A society of hard and inflexible minds is a society that is incapable of nurturing the flowers of love and compassion. This is the source of the dark age.
We suffer because we want life to be different from what it is.
The bewildered mind is weak because it is continually distracted. It's distracted by the over-riding need to maintain the comfort of "me".
With an untrained mind, we'll live most days of our lives at the mercy of our moods…. Most of the time we believe that the mind-set we have is who we are and we live our day from it. We meditate on it. We don't question it.
Striking out when we're in pain is clearly one way we perpetuate misery.

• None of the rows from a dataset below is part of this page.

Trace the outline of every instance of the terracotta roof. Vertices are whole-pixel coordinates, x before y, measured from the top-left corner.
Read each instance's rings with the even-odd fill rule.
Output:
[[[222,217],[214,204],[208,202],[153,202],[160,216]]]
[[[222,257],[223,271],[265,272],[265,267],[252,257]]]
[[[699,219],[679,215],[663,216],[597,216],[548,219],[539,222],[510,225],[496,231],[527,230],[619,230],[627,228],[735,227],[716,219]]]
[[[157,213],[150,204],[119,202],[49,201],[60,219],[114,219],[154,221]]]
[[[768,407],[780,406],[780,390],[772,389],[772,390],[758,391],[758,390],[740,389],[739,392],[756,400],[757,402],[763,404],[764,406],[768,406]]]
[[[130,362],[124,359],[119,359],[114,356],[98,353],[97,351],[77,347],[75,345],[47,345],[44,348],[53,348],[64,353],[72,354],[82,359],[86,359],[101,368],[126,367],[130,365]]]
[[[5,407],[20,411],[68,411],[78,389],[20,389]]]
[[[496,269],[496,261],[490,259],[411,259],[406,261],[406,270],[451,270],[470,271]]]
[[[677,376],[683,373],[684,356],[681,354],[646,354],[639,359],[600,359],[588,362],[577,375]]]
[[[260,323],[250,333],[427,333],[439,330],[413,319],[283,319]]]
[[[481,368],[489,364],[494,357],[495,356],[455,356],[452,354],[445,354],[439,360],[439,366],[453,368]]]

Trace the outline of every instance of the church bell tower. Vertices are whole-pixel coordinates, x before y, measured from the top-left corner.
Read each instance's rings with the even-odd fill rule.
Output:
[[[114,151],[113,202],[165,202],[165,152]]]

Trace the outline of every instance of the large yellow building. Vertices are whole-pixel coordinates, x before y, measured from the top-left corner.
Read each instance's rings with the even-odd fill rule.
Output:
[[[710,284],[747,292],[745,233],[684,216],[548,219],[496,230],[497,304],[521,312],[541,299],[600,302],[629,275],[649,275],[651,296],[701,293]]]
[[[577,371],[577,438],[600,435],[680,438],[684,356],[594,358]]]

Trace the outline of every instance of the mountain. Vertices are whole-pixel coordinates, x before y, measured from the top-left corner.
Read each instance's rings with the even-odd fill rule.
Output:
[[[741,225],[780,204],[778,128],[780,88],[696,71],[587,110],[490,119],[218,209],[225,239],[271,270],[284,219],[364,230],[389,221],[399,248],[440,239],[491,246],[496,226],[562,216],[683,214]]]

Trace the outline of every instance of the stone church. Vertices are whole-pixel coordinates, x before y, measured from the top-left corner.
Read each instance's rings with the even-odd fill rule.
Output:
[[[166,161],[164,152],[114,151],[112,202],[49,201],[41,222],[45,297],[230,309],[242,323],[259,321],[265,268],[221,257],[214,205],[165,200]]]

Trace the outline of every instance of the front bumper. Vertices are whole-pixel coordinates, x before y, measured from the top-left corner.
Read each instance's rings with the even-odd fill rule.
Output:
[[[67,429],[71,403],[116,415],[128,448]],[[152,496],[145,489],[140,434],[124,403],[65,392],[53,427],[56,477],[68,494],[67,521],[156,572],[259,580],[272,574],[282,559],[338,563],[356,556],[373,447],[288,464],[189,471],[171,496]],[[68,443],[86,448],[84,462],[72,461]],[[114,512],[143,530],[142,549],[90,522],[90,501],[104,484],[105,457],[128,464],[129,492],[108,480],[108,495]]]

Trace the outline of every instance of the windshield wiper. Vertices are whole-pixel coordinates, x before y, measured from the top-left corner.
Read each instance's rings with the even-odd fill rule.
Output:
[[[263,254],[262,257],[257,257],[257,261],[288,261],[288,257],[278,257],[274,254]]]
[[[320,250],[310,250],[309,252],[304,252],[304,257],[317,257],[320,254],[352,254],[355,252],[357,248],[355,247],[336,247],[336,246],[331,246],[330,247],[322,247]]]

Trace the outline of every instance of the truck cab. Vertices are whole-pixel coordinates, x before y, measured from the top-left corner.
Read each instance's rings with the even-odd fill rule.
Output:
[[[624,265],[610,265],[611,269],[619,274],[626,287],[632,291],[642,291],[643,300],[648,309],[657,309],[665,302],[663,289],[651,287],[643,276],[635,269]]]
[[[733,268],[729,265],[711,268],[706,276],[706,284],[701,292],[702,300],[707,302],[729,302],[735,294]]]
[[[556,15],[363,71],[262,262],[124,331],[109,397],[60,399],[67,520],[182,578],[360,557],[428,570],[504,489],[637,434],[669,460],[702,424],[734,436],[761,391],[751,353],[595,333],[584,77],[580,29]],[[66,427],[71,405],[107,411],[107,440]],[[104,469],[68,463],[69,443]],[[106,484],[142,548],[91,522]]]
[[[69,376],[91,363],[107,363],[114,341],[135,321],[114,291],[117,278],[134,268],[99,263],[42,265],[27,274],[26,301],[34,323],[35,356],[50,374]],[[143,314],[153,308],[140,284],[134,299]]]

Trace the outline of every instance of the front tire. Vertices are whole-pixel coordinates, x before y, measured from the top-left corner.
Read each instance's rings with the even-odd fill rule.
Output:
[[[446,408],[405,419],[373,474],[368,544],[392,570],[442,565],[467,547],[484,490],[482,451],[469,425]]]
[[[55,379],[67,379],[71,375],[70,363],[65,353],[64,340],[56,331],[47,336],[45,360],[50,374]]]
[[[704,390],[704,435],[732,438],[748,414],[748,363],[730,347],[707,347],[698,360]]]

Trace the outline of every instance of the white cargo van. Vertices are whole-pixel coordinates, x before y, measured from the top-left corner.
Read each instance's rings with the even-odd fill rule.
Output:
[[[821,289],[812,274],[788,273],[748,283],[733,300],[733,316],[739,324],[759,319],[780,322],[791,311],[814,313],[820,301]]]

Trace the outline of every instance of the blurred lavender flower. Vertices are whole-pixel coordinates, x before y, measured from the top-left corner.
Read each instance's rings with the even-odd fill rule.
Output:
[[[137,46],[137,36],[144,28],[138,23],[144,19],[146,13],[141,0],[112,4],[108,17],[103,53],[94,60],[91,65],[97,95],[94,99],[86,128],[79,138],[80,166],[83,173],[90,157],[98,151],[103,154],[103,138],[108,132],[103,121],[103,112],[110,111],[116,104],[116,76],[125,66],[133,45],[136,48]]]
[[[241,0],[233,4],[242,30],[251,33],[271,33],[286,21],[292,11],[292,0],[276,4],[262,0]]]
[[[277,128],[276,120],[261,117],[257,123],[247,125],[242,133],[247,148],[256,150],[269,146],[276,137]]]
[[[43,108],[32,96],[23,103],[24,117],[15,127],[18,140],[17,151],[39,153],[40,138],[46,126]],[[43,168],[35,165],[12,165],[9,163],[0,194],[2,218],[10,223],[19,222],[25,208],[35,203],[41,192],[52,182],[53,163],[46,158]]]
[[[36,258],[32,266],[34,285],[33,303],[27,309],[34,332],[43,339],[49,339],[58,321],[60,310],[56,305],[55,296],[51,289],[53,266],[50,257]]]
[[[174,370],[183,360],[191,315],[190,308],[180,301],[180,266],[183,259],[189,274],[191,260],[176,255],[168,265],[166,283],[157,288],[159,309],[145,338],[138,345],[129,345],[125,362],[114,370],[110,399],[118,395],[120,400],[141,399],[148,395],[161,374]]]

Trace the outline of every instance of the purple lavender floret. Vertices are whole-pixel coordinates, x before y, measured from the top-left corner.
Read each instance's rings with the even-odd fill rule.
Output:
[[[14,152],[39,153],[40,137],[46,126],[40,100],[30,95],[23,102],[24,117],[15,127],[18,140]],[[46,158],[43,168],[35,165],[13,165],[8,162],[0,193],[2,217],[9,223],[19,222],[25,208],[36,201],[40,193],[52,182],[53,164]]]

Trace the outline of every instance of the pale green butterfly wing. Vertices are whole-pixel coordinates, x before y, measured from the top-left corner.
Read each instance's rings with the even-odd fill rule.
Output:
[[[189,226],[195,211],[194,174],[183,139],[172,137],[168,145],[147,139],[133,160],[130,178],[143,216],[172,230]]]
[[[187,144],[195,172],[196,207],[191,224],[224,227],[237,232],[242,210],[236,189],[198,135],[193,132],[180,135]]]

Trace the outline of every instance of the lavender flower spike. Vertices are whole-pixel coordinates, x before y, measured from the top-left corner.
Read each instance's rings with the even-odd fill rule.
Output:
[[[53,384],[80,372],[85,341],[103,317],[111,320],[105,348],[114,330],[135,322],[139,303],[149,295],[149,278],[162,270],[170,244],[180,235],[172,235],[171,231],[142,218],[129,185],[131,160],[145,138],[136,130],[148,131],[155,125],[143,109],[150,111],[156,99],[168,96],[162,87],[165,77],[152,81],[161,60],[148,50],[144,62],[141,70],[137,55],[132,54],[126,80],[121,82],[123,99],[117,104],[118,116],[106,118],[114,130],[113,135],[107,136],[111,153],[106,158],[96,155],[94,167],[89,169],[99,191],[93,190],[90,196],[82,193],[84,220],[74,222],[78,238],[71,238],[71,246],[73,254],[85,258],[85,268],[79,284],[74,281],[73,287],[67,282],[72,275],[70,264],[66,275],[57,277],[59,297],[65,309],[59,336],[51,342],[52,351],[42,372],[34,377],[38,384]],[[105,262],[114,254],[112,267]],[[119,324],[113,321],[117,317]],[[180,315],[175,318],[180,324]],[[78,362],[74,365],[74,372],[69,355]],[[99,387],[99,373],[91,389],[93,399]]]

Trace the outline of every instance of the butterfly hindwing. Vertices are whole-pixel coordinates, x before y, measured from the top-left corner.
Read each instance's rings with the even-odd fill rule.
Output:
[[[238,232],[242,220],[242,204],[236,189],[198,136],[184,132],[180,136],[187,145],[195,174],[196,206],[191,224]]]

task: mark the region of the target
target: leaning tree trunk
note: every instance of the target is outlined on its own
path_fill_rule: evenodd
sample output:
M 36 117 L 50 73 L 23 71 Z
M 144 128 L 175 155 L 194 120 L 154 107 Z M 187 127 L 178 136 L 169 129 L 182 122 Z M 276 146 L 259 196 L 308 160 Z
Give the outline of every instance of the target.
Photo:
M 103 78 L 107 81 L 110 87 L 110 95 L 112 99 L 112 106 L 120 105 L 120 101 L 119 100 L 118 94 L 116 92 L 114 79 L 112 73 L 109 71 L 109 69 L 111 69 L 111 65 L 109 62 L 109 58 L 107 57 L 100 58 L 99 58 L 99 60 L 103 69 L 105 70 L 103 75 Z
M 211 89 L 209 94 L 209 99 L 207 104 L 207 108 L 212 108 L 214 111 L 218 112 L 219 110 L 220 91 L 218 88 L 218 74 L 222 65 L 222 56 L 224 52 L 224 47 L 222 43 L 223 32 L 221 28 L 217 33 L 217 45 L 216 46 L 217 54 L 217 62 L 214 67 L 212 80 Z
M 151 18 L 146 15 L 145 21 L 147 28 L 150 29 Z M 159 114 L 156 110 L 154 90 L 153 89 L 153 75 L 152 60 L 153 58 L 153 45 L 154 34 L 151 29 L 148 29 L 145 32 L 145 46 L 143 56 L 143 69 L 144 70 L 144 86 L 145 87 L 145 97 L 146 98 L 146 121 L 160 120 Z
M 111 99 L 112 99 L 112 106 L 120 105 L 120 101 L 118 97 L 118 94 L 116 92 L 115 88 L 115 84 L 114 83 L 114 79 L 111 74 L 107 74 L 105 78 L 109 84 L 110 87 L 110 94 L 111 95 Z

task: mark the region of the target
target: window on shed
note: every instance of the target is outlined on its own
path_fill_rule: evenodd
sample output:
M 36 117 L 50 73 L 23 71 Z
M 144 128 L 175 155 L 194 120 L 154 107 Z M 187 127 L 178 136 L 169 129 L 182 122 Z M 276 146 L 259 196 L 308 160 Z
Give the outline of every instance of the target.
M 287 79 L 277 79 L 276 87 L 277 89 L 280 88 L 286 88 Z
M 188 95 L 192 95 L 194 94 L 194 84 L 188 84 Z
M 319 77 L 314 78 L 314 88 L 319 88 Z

The notion of meditation is very simple. We slow down and begin to look at the pattern of our life.
On any given day, our consciousness is fragmented and scattered in all directions. Yet when thunder shakes the sky, we're suddenly sharply focused.
To recognize a thought is to see the mind vibrating. To acknowledge that we're thinking slows the movement down.
In gathering our scattered mind we begin to discover who we really are right now, just by seeing that the web of thoughts we solidified as "me" is actually a series of vibrations.
Believing that thought patterns are a solid self is the source of our bewilderment and suffering.
Our root fantasy is that "I" am real and that there's a way to make "me" happy.
In every emotional situation, there's a subject, an object, and an action.
By releasing the web of beliefs and concepts that holds our sense of self solid, we're softening the ground of basic goodness so that love and compassion can break through.
If you're not crisp and fresh in recognizing and releasing thoughts, you're not really meditating; you're ingraining sloppiness. Those thoughts will gain power, and eventually you won't be meditating at all. You'll just be thinking.
Accepting impermanence means that we spend less energy resisting reality.
One of my favorite Tibetan sayings is, "even if you're going to die tomorrow, you can learn tonight".
Contemplating death gives us strength because it liberates our fear.
The desire to feel satisfied is a continual process that drives our lives, and the end result is suffering. Samsara is not a sin; it's just what ends up happening when we're driven by negative emotions.
Whenever we seek more self-satisfaction, we end up with more suffering, from minor to extreme.
Our motivation is what paves the path from bewilderment and suffering to wisdom.
The mind comes in and out of existence on a momentary basis, and thus the ability to know also comes in and out of existence on a momentary basis. Now is a fleeting moment but it is knowable.
Insight is the higher view that draws conclusions about what awareness sees.
The power of awareness tells us how the mind feels, what it's experiencing, the quality of our meditation, and how we're conducting it. It notices the transitory nature of thoughts, emotions, and concepts.